Besides evaluating his roster, hiring a coaching staff and traveling back and forth between the San Francisco and the Giants’ facilities in Arizona, Melvin’s primary responsibility since being hired to replace Gabe Kapler in October has been as a recruiter, an asset Farhan Zaidi commended on the first day of the meetings.

“He has about as good of a reputation with players as any manager in the game, and it’s very evident talking not just with players but to their agents,” Zaidi said. “That’s maybe sort of a set of relationships and a dynamic that isn’t that public. Managers have relationships with agents, too. … Bob’s so well respected and liked in agent circles themselves, not only players. Whether it’s Zoom calls or in-person, he’s just got a certain presence and gravitas that players I think are drawn to.”

Melvin, however, downplayed his impact.

“I don’t know,” he said. “At the end of the day, it’s what’s going to be the best fit for the player. Money, obviously, comes into play as well. So I think most of these guys have a pretty decent idea of what they want to do, where they want to go. But if it comes down to something, minutiae or something like that, maybe the manager factors in. But I don’t know how much really at the end of the day a manager does in those type scenarios.”

While Melvin spoke of San Francisco’s star-driven market, he also said he was happy with the Giants’ current roster while acknowledging the same issues — speed, defense, athleticism — that Zaidi has identified as priorities this offseason.

He’s met most of the roster, including Logan Webb, Alex Cobb and Mike Yastrzemski, whom he ran into at their Papago Park training facility in Arizona, where he also organized a summit with his new pitching coach, Bryan Price. It’s still early, though, so the baseball talk was limited.

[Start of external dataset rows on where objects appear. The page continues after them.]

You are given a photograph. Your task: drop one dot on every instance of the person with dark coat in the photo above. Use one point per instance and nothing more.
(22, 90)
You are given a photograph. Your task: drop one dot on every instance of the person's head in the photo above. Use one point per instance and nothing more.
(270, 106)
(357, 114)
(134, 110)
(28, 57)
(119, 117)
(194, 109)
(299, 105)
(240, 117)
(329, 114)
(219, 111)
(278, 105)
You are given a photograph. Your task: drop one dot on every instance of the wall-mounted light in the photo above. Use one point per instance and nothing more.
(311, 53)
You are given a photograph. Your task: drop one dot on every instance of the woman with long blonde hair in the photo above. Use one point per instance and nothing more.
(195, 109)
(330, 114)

“I talked to Yaz quite a bit, and we talked more about his walk-up song, his Led Zeppelin walk-up song than anything else, so that resonates with me,” Melvin said. “I like the team as-is. Now, I know we are looking to add and we want to add, but Michael Conforto is a year off a surgery now. Usually that next year is a little bit easier. A healthy (Mitch) Haniger is a really good player. Yastrzemski is a good player. (Wilmer) Flores, (J.D.) Davis are good players. …

“I’m always going to tell you I’m fine with the team we have. So, shoot, if we get one at the top end I would be happy; if we don’t, I’ll be happy with the team we have and maybe some add in a little differently, maybe not the top two or three guys.”

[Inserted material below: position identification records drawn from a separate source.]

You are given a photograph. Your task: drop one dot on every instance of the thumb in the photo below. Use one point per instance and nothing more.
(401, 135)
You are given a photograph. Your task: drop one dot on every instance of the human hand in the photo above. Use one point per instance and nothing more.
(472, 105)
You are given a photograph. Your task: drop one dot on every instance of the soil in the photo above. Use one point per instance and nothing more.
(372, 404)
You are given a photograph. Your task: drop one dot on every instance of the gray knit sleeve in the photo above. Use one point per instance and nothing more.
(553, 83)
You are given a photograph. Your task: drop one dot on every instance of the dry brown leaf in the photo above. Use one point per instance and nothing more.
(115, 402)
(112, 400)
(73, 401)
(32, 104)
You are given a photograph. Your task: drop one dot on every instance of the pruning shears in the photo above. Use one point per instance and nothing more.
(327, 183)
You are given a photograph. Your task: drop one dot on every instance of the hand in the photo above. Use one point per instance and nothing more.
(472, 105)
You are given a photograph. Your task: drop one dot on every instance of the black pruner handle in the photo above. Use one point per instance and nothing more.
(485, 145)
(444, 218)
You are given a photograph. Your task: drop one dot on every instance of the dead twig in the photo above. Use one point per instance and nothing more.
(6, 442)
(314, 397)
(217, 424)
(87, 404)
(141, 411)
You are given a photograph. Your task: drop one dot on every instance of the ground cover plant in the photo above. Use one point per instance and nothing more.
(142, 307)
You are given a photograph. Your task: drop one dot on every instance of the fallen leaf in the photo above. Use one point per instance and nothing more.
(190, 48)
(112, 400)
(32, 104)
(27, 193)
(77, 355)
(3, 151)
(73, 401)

Before taking his seat at one of two tables set up in a ballroom of the Gaylord Opryland Resort, Melvin crossed paths with Stephen Vogt, his former player who preceded him at the microphone as the first-year skipper in Cleveland.

Melvin was one of nine managers on site that Vogt had either played or worked for, he said.

They’re both in new jobs now, and that’s not all that changed. For once, Melvin was tasked with the encore.

“I used to use Stephen Vogt to end my meetings, a lot,” Melvin said. “So when you have team meetings, a lot of times it’s what do you do at the end? So having him was pretty easy. I said you got two minutes at the end, do whatever you want. Make everybody laugh.”

Vogt, however, was envious of one trait of Melvin’s.

“I’m a little more energetic and a little more emotional than Bob,” Vogt said. “I envy his stoicism at times. I can’t do that.”